Last week, we covered hippos and water hyacinths. This week, our internet tubes have much to tell us about hippos and the illegal international drug trade. Who knew hippos were so notoriously hip? 

Infamous Columbian drug lord Pablo Escobar owned a spectacular ranch northwest of Bogota, Columbia. With 7.7 square miles of land, the Naples Estate included fabulous buildings, an extensive sculpture collection, and a zoo on its way to being one of the largest in the world — until Escobar was killed in 1993. Most of the exotic animals were shipped to various zoos, but authorities considered Escobar’s three female and one male hippos to be too large and aggressive to capture and transport. Just leave them. This isn’t their native habitat so they probably won’t make it without anyone caring for them. 

Wrong. Hoo, boy, was that wrong. Those four original hippos have bred to nearly 100 that have populated waterways as far as 100 miles from Escobar’s ranch, using the Magdelena River as a hippo highway. South America has no natural predators for the hippos, and the people there don’t want the hippos killed even though people give the hippos a wide berth because of their aggressive nature. In their native Africa, hippos kill more people than any other wild animal. 

A naturalist quoted in a National Geographic article said that within two decades there could be thousands of hippos in South America. Authorities have decided so far not to kill the animals, but capturing and shipping the ton-plus animals is dangerous, difficult, and expensive. Castration and other birth control efforts have been made, but the hippos keep doing what hippos do and numbers keep increasing for these animals that can live 70 years. 

As with any other invasive species, the effect on the native environment is mixed, leaning toward the negative. Hippos stir up mud in the lakes, ponds, and rivers where they live, making the water murkier than it would otherwise be. Hippos feed on land, usually at night, but they poop in the water, and their waste products add massive amounts of nutrients to the water, encouraging algae blooms and decreasing the water’s oxygen content. 

In addition to the hippos’ natural propensity to spread far and wide, poachers are exacerbating the problem by capturing hippo calves and selling them to wealthy ranchers who like the idea of having a hippo or two in their ponds and lakes. The Mongabay nature magazine published an article about one hippo trafficker who routinely kidnapped a baby hippo, let his teenage daughter care for the calf, even keeping it in her room and walking it to a lake for water recreation. Meanwhile, her father let it be known he had a hippopotamus calf for sale. He did this repeatedly as have other traffickers. 

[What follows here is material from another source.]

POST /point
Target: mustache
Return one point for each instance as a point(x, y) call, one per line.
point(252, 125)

Some 20,000 years ago, South America was home to dozens of species of large herbivores, some of which were, like the hippopotamus, semi-aquatic. In the department of silver linings, maybe these Escobar hippos will reestablish a long-lost large herbivore environment. Whether the people of South America will still have affection for these ill-tempered animals once their numbers grow from 100 to thousands remains to be seen.